Notice in the following Scripture that our Creator put Himself on record as giving his man Adam a choice? What a tremendous and terrible choice it was: one choice would lead to life, the other to death. But in spite of the warning, Adam chose wrong!
I call heaven and earth to witness against you today, that I have set before you life and death, the blessing and the curse. So choose life in order that you may live, you and your descendants, by loving the Lord your God, by obeying His voice, and by holding fast to Him… (Deuteronomy 30:19-20).
You have been given the same choice as Adam—a choice between these two conflicting and powerful forces, life and death. If we can recognize the differences between them, we can make life-giving choices that satisfy us, rather than death-producing choices that are harmful and leave us empty.
The power of choice is one of the biggest and most compelling realizations you can ever have. God has never negated the power of choice that he gave to you and me. This means that your life path is not fixed! You can change it by the way you think, by what you say, by the choices you make, and by listening to and obeying the voice of the One who created you.
Once when we were in Egypt, our bus driver told us “what will be, will be!” In other words, there is nothing we can do about it. This seems to be the attitude of most people today. However over one hundred years ago, William James said “the greatest discovery of my generation is that human beings can alter their lives by altering their attitudes of mind.”
The first law of life
We must learn that the right to choose for ourselves is a basic principle of life; in fact, choice is a sine qua non of life—an essential condition, a thing that is absolutely necessary of what it means to be a human being.
The late Swiss physician Paul Tournier explained, “The first law of life is the right of the individual to choose for one’s self, i.e., self-determination—to be free, is to choose for one self.” To be fully alive, to live, is to choose—every second of every day.
We have been given the responsibility by our Creator to control our own affairs. Dr. Rollo May said this is what separates us from animals. Animals are bound by a rigid stimulus/response system, but we are able to rise above that.
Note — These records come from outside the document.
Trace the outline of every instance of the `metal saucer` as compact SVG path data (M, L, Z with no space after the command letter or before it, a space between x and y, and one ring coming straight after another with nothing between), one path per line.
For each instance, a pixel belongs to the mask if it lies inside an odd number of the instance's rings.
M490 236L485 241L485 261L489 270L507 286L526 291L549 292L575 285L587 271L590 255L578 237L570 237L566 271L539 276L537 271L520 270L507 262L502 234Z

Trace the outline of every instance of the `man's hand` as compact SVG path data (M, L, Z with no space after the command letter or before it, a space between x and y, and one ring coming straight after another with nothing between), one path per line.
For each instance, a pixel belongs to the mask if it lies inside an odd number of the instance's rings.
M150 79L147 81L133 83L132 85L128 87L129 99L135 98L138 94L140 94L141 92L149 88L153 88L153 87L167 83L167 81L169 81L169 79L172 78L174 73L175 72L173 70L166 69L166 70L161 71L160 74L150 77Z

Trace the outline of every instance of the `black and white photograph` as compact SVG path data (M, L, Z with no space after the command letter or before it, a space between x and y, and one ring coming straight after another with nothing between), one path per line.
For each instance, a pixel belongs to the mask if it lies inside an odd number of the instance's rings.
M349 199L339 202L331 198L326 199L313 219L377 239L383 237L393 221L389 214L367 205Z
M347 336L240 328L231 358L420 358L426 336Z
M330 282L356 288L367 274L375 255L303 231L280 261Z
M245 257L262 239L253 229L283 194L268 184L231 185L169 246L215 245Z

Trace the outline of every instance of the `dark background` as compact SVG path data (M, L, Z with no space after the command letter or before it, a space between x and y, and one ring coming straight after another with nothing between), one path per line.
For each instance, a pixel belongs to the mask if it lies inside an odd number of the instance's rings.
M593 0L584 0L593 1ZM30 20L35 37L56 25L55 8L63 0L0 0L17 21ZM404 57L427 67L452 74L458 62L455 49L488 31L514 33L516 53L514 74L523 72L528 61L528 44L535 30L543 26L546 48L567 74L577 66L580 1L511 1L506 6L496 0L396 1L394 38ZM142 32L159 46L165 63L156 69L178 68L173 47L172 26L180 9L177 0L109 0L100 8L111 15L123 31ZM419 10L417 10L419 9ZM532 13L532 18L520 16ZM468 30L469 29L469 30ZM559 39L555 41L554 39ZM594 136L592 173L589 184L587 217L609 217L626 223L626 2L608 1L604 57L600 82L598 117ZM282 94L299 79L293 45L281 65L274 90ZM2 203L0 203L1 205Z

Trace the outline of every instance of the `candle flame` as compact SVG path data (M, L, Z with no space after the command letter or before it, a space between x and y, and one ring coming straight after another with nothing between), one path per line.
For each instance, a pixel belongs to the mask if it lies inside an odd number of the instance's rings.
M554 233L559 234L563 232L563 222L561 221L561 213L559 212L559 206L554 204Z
Do you know that your mind can handle a variety of different impulses and choose to follow the best one? Our freedom to make a creative decision when faced with multiple conflicting possibilities is a basic element of what it means for us to be a human being.
The freedom of choice
The Author of Life created you with the freedom of choice, the responsibility to choose for yourself. In the Garden experience, God gave Adam this freedom: he could choose from any of the trees in the garden to eat from—except one. God even warned him about the danger of eating from that one tree because it would cause his death.
From any tree of the garden you may eat freely; but from the tree of the knowledge of good and evil you shall not eat for in the day that you eat from it you shall surely die (Genesis 2:16-17).
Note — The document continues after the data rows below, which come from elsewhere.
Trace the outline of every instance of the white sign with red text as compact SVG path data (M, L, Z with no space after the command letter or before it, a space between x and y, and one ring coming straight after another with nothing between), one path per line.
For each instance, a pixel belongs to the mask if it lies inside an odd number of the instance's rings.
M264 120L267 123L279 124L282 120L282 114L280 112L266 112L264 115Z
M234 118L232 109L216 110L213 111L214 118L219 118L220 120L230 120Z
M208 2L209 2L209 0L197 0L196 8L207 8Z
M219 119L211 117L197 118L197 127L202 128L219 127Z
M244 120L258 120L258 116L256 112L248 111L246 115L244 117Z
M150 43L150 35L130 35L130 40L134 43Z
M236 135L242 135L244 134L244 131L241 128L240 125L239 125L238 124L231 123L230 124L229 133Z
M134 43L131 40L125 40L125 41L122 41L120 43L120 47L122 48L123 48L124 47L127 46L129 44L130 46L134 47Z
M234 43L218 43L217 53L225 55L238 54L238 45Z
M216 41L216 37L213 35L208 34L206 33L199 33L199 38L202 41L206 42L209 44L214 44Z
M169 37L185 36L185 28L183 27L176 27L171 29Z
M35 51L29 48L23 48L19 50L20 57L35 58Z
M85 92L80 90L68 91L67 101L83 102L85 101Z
In light of what happened in the Garden, I can understand why Erich Fromm called freedom a terrible gift. Perhaps this explains why so many of us run away from this freedom of choice.
Do you want this freedom?
Freedom is the fundamental condition for our growth, however the sad reality is that many of us do not want to be saddled with it. Why is this? Is it because we are afraid of too much responsibility or of making the wrong choices? Too lazy? A coward?
For most of us, it seems easier to blame someone else for what is going wrong in our life— like Adam blamed Eve—rather than take the responsibility for our own life. We want someone else to be responsible for our lives.
Often people have trouble deciding things on a very simple level, like what do I want to choose from that menu. Others have trouble deciding if they want to marry so and so. Some people don’t have a clue about what they want in life or what they want to do in life.
And there are some people who are so terrified of freedom that they end up living their lives in cages they built for themselves—afraid to come out, afraid of life itself.